There were 452 households, out of which 30.5% had children under the age of 18 living with them, 64.4% were married couples living together, 8.4% had a female householder with no husband present, and 24.1% were non-families. 21.2% of all households were made up of individuals, and 13.5% had someone living alone who was 65 years of age or older. The average household size was 2.61 and the average family size was 3.03.

In the community, the population was spread out, with 23.2% under the age of 18, 6.9% from 18 to 24, 25.8% from 25 to 44, 25.0% from 45 to 64, and 19.0% who were 65 years of age or older. The median age was 41 years. For every 100 females, there were 102.4 males.
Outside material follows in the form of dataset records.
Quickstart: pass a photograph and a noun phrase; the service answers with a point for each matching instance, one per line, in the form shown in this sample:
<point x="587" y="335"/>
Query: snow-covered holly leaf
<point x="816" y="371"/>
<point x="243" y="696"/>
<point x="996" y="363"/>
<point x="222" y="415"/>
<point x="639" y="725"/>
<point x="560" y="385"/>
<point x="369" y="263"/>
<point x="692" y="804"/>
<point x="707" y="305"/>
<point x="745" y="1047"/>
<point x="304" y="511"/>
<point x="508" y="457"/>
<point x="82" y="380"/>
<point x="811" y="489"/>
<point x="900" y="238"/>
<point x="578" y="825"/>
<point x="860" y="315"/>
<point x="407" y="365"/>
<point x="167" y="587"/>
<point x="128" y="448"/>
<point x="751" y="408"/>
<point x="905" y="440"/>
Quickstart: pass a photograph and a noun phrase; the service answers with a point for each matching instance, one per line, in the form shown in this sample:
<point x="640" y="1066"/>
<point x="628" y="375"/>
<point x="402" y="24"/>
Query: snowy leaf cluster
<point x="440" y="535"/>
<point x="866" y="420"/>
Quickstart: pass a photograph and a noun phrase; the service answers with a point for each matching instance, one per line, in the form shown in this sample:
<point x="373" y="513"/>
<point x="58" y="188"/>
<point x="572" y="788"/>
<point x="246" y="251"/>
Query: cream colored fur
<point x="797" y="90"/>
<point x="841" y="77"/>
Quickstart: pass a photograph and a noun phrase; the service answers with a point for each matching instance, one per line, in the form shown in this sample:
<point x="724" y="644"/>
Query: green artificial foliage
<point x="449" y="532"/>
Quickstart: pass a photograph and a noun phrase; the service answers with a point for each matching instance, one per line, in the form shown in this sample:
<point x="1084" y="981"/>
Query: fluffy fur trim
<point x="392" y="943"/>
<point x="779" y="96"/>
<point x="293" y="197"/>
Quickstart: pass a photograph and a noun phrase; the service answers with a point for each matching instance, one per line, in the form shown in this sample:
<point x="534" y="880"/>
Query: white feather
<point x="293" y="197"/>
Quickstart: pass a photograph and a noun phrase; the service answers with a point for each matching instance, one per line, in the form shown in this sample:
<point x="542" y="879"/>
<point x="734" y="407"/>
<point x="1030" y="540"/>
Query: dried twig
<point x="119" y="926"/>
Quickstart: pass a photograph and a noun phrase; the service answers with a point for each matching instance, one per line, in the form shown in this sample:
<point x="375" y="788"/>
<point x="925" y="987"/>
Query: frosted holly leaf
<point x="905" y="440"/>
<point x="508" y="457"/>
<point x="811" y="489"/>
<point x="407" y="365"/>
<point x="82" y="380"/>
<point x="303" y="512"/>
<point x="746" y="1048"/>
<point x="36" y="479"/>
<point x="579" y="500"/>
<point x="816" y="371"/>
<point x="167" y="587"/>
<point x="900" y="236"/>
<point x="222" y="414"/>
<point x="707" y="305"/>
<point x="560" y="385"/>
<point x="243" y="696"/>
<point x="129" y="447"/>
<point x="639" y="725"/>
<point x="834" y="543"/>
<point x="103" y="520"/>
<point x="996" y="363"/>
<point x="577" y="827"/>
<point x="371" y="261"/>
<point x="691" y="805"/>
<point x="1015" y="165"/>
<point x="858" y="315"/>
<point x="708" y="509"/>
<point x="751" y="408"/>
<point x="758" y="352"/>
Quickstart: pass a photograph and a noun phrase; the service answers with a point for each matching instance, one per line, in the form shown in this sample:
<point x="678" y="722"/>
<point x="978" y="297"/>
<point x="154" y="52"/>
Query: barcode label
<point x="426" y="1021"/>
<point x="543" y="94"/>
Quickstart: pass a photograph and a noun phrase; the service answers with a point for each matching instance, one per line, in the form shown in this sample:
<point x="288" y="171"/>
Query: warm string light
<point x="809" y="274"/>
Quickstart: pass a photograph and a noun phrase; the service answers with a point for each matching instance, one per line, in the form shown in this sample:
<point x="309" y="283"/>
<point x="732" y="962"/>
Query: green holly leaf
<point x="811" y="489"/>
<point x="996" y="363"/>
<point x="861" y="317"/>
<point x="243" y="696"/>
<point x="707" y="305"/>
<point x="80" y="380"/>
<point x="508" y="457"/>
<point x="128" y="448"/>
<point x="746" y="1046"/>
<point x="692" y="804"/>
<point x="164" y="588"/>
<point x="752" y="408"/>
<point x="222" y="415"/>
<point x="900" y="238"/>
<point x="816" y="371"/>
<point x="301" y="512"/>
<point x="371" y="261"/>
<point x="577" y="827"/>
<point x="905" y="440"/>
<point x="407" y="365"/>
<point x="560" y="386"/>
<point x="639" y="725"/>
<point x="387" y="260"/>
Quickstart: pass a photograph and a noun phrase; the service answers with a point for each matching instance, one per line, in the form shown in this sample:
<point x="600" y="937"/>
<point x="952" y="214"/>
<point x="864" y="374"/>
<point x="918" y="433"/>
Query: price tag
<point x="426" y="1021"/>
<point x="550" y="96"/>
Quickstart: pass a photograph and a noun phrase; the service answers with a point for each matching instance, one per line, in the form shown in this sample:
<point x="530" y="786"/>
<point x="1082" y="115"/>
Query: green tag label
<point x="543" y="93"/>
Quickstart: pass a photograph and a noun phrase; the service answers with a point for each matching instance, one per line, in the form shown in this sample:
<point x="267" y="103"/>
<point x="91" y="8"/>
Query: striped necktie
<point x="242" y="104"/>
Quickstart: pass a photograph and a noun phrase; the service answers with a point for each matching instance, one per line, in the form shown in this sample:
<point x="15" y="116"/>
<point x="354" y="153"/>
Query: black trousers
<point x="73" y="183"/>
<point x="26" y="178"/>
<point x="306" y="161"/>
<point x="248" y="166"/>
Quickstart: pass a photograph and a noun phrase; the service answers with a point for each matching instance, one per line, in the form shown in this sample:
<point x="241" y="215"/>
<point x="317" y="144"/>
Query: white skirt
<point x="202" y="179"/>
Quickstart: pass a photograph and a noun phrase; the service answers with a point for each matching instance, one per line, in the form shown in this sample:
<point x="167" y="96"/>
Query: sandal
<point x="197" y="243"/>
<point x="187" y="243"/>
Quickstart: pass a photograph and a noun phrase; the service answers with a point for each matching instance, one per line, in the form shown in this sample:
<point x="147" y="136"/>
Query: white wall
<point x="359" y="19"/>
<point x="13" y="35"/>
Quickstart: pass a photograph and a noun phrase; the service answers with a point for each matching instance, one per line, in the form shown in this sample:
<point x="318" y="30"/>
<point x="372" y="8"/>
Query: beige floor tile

For every 100 females age 18 and over, there were 97.4 males.

The median income for a household in the community was $57,639, and the median income for a family was $67,000. Males had a median income of $48,409 versus $33,750 for females. The per capita income for the CDP was $26,903. About 2.4% of families and 4.0% of the population were below the poverty line, including 3.3% of those under age 18 and 2.3% of those age 65 or over.